C’est ainsi qu’il ira à la rencontre des Bambara, Dogon, Touareg, Béla, Minianka, Peul, Sarakolé, Songhaï, Bozo, Kassonké, Malinké, Bobo, Sénoufo et Maure. Selon les ethnies, il découvrira les différences culturelles et religieuses qui impliquent des variations dans la vie quotidienne auxquelles il s’adaptera tant bien que mal.
Partout où il passera, le photographe-voyageur sera généralement bien accueilli. Seuls les Dogons un peu lassés du passage des touristes et les Sarakolés de la région de Kayes se montreront réticents aux photos.
L’approche d’un village est un peu la même partout. Une vieille guimbarde surchargée conduite par un » toubab » ne passe pas inaperçue et les villageois l’attendent déjà lorsqu’il arrive. Le premier à l’aborder est généralement l’instituteur du village car c’est celui qui parle le mieux le français. Il deviendra son » tuteur « , celui qui l’introduira auprès du chef du village incontournable quand on veut y passer une nuit et qui, bien souvent, lui libérera une case pour dormir. Son séjour dure en moyenne trois ou quatre jours.
Le plus souvent, l’idée de la photo vient des villageois eux-mêmes. Lui n’en parle pratiquement jamais, préférant que le désir de se faire photographier soit spontané. C’est seulement après que l’idée a été lancée qu’il propose de faire des photos posées, imposant une seule prise et une seule personne par photo. Parfois il est obligé de céder à la demande pressante d’une mère qui veut poser avec son dernier-né et qui ne comprend pas son refus. Certains vont se changer pour revêtir leurs plus beaux atours. » Je n’avais pas à leur imposer leur tenue même si je préférais les prendre tels qu’ils étaient lorsqu’ils arrivaient. Dans la mesure où je proposais de leur donner l’image, elle était aussi faite pour eux. Les gens se montrent comme ils veulent. Je leur demandais juste de regarder l’objectif sans bouger « .
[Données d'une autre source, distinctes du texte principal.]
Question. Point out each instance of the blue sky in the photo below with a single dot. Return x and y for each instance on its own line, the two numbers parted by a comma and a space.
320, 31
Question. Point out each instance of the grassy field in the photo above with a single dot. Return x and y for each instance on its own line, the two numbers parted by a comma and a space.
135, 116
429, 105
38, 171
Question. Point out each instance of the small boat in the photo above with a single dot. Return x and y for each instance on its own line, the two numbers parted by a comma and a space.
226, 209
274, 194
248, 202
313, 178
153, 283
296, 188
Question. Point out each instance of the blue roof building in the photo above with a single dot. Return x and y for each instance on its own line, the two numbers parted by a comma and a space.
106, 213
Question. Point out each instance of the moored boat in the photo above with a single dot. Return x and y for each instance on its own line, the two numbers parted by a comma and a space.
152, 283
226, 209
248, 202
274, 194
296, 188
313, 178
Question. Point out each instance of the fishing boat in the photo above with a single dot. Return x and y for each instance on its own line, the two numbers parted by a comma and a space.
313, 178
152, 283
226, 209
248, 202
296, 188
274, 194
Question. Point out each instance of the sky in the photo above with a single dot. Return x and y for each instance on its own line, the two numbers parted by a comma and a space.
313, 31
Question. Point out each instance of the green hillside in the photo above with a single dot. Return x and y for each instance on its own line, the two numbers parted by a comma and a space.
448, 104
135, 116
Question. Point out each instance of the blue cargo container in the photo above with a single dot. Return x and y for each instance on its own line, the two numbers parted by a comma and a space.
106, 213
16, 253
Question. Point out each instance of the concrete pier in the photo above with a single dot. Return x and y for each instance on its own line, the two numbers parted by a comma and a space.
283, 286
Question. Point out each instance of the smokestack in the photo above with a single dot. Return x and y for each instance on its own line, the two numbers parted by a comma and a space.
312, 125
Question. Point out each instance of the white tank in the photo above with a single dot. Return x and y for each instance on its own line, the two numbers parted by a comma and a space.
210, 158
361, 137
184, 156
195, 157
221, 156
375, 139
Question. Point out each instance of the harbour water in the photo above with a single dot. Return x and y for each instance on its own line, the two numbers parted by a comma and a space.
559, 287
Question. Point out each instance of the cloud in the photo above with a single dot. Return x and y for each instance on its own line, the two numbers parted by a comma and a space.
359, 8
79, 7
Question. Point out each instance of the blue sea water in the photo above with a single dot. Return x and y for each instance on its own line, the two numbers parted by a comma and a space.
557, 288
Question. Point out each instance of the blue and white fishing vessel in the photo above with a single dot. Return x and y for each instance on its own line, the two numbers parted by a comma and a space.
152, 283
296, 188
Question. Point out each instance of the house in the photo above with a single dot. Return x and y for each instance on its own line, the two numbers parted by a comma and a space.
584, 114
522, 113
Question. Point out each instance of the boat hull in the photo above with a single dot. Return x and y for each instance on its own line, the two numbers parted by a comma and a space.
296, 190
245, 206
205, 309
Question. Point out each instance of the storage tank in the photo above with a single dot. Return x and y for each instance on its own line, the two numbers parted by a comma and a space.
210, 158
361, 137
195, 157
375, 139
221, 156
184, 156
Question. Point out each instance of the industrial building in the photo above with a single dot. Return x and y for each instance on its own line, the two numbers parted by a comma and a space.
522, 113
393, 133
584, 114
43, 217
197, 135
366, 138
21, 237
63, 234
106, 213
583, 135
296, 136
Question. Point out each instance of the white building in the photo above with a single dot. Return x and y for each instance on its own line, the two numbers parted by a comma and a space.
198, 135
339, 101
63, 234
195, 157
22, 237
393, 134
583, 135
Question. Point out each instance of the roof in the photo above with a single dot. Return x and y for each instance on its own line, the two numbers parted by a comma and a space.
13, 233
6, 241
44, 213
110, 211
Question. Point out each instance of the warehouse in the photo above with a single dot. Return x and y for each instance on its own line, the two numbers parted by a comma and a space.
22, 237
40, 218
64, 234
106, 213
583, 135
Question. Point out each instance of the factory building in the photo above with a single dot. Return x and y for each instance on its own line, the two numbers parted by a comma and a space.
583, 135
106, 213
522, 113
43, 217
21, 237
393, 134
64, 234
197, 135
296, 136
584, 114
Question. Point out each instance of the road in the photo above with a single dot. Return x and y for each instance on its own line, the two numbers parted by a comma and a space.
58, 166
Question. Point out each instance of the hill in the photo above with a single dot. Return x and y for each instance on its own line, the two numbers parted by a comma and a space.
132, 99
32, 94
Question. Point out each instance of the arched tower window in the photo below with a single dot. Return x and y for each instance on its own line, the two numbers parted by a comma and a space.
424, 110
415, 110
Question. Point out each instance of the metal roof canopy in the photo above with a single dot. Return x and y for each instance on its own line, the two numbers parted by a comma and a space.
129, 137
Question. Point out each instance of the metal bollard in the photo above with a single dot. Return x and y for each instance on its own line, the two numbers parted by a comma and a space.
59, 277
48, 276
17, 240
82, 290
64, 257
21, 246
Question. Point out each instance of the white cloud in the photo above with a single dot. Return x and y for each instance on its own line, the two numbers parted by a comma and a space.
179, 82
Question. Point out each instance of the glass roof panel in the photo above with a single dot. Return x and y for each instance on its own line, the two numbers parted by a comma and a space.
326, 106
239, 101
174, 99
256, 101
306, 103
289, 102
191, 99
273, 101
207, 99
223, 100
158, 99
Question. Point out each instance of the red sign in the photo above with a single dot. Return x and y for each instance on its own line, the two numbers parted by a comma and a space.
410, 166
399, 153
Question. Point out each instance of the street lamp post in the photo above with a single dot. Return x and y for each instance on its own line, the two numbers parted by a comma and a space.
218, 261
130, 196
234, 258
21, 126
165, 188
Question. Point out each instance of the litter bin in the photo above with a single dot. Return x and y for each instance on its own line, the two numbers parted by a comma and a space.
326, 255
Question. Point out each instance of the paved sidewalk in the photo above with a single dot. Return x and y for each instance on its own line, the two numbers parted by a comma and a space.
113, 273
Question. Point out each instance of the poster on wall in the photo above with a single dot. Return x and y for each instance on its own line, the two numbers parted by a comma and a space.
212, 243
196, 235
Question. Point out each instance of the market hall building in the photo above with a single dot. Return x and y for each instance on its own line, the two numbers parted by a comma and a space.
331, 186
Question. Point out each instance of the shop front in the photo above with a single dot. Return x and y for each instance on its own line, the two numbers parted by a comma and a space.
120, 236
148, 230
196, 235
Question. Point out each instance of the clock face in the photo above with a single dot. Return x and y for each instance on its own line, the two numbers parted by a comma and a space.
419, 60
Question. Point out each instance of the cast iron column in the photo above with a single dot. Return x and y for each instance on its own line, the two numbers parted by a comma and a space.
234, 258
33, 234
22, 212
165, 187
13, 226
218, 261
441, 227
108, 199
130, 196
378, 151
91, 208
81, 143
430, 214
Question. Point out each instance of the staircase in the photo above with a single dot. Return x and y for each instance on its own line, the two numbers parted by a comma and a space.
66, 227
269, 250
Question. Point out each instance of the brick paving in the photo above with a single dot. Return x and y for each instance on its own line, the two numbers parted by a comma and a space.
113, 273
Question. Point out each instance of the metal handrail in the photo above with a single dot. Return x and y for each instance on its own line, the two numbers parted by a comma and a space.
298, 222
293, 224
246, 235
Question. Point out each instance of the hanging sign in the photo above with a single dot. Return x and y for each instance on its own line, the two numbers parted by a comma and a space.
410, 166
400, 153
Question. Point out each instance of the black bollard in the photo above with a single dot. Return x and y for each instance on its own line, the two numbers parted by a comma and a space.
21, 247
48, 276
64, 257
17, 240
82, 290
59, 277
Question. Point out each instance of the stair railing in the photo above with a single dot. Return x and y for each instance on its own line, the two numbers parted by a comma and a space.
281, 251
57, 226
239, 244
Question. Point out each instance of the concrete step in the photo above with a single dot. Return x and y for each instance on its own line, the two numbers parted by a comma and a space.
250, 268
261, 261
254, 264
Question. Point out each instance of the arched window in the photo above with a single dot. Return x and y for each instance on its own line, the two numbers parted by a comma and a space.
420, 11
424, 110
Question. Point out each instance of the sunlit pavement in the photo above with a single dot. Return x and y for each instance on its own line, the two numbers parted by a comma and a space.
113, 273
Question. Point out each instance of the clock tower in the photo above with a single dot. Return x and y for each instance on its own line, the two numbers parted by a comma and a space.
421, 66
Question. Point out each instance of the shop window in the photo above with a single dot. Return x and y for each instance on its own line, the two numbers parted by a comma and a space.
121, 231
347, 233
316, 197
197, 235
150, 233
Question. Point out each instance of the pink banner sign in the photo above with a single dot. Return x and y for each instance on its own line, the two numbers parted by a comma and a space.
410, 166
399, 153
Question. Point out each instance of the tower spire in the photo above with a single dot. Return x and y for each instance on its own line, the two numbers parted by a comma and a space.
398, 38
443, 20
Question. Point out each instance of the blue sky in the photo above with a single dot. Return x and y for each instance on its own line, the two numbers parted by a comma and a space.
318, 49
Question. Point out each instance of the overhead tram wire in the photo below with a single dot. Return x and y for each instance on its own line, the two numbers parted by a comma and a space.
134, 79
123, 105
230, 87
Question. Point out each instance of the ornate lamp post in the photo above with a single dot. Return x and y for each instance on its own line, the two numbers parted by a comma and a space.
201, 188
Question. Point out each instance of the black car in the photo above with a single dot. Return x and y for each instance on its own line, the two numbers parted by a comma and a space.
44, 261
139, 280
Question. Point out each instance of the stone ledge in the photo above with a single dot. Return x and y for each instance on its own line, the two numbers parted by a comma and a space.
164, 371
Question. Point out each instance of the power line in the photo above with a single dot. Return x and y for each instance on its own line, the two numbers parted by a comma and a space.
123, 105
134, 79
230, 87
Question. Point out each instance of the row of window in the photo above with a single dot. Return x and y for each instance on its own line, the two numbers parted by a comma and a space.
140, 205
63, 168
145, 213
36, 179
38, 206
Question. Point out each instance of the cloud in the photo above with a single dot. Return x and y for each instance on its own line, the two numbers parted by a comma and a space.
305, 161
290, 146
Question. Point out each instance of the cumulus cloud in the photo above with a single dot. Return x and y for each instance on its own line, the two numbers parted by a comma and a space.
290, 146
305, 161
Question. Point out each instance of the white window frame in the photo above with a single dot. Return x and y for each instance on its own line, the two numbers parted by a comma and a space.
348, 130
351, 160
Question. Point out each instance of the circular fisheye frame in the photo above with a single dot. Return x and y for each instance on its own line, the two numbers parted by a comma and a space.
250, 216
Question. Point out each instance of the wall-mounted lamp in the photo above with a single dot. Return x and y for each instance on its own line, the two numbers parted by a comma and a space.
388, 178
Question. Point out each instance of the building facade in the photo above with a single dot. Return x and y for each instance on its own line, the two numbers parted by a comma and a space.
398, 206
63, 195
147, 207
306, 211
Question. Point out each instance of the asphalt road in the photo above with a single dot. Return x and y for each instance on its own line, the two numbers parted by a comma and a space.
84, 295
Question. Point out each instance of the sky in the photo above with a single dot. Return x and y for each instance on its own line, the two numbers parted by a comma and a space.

Ce souci de faire aussi la photo » pour eux » donne aux portraits d’Eric Condominas un rayonnement particulier qui réside dans l’échange, voir parfois la connivence qu’il y a eu entre le photographe et le sujet. Il en ressort le profond respect du voyageur à l’égard de ceux qu’il rencontre et dont il reconnaît volontiers avoir beaucoup appris.
Certains lui ont reproché le style colonial de ses photos qui peuvent rappeler celles prises par les pseudos photographes ethnologues du début du siècle dernier. S’il accepte volontiers la comparaison au niveau technique de par le type d’appareil photo qu’il a utilisé, celle-ci s’arrête là. » C’était quand même des colons qui cherchaient à montrer le bon ou le mauvais sauvage, mais le sauvage quand même ! « . A l’opposé de ses » ancêtres photographes « , Eric Condominas avait pour principale préoccupation l’établissement d’un contact privilégié avec ceux qu’il photographiait. Pour ce faire, il a appris quelques rudiments de bambara – la langue la plus parlée au Mali -, partagé le quotidien des gens, allant jusqu’à rester un mois chez une famille touareg, et appris, sur le tas, les us et coutumes des différentes ethnies.
D’autres ont critiqué le côté systématique de son travail, lui reprochant d’avoir photographié les gens de la même manière alors qu’il voulait mettre en évidence leur diversité. Il est vrai que le cadrage est souvent répétitif, et que ses photos sont systématiquement épurées, mais c’est aussi cela qui donne à l’ensemble sa cohérence. De plus, la recherche d’épuration concentre le regard sur le visage et l’expression de celui qui pose, lui donnant une présence d’une grande intensité.
Chaque photo est accompagnée de quelques notes qui sortent le personnage de son anonymat, le rapprochant ainsi du spectateur. En même temps, il garde une part de mystère qui, tout en préservant son individualité lui confère une dimension universelle.